- Theatrical release poster
- Directed by: Mahesh Rao
- Screenplay by: Mahesh Rao
- Story by: M. Saravanan
- Based on: Engaeyum Eppothum
- Produced by: A. Narasimhan
- Starring: Vivek Narasimhan Deepa Sannidhi Anish Tejeshwar Sindhu Lokanath
- Cinematography: Jai Anand
- Edited by: Deepu. S. Kumar
- Music by: V. Harikrishna
- Production company: Sunrise Productions
- Distributed by: Jayanna Films
- Release date: 11 April 2014;
- Running time: 127 minutes
- Country: India
- Language: Kannada

= Endendu Ninagagi =

Endendu Ninagagi is a 2014 Indian Kannada-language drama film directed by Mahesh Rao.
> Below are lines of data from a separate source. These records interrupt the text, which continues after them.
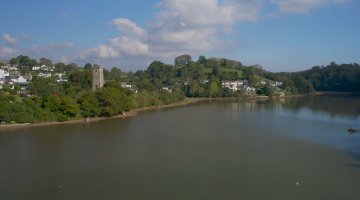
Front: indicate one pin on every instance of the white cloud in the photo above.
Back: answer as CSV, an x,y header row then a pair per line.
x,y
65,14
127,26
9,41
100,51
8,53
25,37
181,26
300,6
48,48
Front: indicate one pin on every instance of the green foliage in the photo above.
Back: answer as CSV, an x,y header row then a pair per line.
x,y
81,79
88,66
45,86
47,62
51,102
89,105
68,106
112,101
13,61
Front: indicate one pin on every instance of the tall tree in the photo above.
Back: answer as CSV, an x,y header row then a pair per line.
x,y
13,61
88,66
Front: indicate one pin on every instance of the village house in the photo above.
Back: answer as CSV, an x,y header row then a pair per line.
x,y
232,85
46,74
61,80
16,79
125,85
9,83
35,68
167,89
60,75
27,77
205,81
3,73
249,88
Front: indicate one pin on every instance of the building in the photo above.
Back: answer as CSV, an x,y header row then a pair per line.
x,y
167,89
98,77
16,79
35,68
46,74
205,81
3,73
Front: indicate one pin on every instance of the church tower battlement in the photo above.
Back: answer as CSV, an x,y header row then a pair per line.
x,y
98,77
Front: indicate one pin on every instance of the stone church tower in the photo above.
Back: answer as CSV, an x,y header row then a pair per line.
x,y
98,78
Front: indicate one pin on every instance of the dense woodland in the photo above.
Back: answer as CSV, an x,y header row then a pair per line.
x,y
74,99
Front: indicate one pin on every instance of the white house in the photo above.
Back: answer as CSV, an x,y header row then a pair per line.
x,y
205,81
249,88
124,85
35,68
167,89
233,85
60,75
46,74
3,73
61,80
16,79
278,83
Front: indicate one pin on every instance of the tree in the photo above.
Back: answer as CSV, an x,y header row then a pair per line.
x,y
182,60
213,88
82,79
115,72
45,61
51,102
89,105
13,61
24,70
45,86
68,106
74,65
88,66
202,59
110,100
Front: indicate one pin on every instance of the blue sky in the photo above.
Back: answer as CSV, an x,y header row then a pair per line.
x,y
280,35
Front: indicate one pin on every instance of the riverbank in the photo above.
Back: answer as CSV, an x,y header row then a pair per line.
x,y
134,112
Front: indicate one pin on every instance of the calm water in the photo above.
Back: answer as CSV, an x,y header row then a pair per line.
x,y
208,150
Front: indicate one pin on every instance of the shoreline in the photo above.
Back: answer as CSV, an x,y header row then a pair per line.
x,y
188,100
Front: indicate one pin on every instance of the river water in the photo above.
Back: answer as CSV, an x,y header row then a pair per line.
x,y
279,149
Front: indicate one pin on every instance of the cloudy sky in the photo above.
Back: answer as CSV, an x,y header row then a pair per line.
x,y
280,35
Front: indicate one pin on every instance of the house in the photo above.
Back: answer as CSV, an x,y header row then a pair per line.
x,y
46,74
233,85
60,75
27,78
249,88
278,83
16,79
10,83
3,73
35,68
125,85
2,83
61,80
167,89
205,81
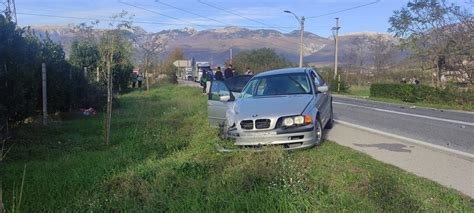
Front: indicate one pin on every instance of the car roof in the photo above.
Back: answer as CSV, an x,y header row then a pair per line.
x,y
283,71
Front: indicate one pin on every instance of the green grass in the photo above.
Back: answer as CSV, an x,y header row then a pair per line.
x,y
162,158
364,92
360,91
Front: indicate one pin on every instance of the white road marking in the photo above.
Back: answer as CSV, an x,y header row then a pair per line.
x,y
465,155
408,114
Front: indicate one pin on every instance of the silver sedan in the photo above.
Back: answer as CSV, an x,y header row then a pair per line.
x,y
286,108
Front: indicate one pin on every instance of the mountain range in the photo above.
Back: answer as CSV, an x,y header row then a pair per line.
x,y
214,44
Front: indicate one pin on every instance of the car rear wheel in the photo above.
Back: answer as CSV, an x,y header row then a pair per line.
x,y
318,137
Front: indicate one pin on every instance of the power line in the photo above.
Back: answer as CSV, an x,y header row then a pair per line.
x,y
212,19
344,10
215,7
106,18
91,19
161,14
186,11
132,5
250,19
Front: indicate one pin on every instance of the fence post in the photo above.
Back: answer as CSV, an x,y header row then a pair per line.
x,y
45,98
98,74
338,83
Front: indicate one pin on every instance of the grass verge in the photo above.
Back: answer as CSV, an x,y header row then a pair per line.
x,y
364,92
162,158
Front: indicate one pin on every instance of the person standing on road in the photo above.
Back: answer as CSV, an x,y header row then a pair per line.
x,y
234,72
228,72
403,81
218,74
204,81
249,71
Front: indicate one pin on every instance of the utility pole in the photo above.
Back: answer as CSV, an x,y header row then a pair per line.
x,y
98,74
301,22
301,42
85,73
336,52
10,10
45,97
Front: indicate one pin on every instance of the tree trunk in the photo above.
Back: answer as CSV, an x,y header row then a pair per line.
x,y
2,209
146,72
108,118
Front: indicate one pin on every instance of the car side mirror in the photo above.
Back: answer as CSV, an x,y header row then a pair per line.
x,y
225,98
323,88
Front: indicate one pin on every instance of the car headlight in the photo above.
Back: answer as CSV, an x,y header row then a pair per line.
x,y
299,120
288,121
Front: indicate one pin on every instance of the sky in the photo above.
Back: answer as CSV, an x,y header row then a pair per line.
x,y
154,16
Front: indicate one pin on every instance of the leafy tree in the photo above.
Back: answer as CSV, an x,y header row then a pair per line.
x,y
168,67
437,33
85,53
383,53
114,51
259,60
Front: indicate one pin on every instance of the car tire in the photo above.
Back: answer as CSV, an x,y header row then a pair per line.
x,y
330,122
319,133
223,130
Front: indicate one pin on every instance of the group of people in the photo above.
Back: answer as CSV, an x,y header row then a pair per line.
x,y
218,75
137,78
412,80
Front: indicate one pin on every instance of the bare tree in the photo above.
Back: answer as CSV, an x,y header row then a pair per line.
x,y
437,31
109,46
382,52
152,46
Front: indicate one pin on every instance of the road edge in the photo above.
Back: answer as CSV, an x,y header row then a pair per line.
x,y
397,104
464,155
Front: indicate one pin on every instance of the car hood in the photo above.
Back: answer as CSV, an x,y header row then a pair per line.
x,y
270,107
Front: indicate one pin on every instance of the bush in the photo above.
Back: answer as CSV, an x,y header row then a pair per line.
x,y
329,77
22,54
422,93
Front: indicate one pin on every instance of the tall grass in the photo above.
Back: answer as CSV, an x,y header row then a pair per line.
x,y
162,158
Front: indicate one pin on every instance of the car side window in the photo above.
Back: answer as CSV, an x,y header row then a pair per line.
x,y
250,88
218,89
321,79
317,81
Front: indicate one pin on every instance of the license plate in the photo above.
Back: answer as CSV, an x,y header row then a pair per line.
x,y
257,134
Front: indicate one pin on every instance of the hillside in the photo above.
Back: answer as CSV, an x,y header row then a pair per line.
x,y
214,44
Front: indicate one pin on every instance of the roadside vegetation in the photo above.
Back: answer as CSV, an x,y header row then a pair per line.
x,y
162,158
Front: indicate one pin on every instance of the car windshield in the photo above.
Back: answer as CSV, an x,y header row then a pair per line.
x,y
284,84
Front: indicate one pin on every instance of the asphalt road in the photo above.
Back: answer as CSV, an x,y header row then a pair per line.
x,y
451,129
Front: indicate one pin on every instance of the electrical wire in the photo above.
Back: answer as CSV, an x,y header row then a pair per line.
x,y
136,6
344,10
236,14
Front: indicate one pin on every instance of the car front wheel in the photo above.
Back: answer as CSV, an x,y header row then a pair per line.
x,y
318,137
330,122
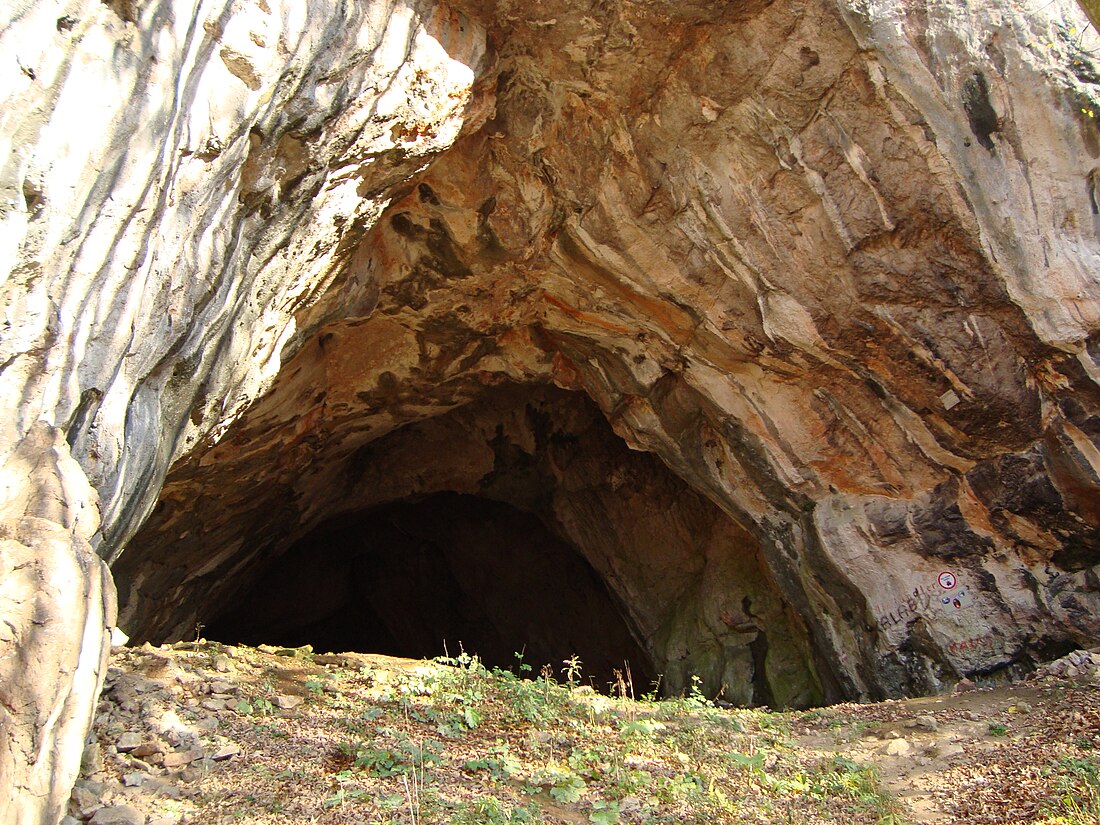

A remake of the Tamil film Engaeyum Eppothum, it features newcomer Vivek Narasimhan, Deepa Sannidhi, Anish Tejeshwar and Sindhu Lokanath in the lead roles.

==Cast==
- Vivek Narasimhan as Suri
- Deepa Sannidhi as Soumya
- Anish Tejeshwar as Gowtham
- Sindhu Lokanath as Mathura
- Abhaya Simha
- Rashmi Simha
- Karthik Sharma as Karthik

== Production ==
In 2013, Balaji bought the remake rights to Engaeyum Eppothum (2011) and launched his brother-in-law Narasimhan's son Vivek.

==Soundtrack==

| No. | Title | Lyrics | Singer(s) | Length |
|---|---|---|---|---|
| 1. | "Khayile" | Yogaraj Bhat | Tippu | 3:44 |
| 2. | "Nee Jothe" | A. P. Arjun | Sonu Nigam | 4:02 |
| 3. | "Kuri Mari" | A. P. Arjun | V Harikrishna | 4:09 |
| 4. | "Yenu Mathadade" | Yogaraj Bhat | Vani Harikrishna | 3:38 |
| Total length: |  |  |  | 19:17 |

==Critical reception==
The Times of India gave it 3 stars out of 5 and called it "a compact film worth watching at least once". The New Indian Express wrote that director Mahesh Rao "tells us a tragic tale of love and fate with great sensitivity and that he has managed to retain much of the melodrama of the original flick in his remake". Sify wrote, "The story and screenplay is definitely impressive and the director has to be credited for sketching the movie in the right way" and called the film "definitely worth a weekend".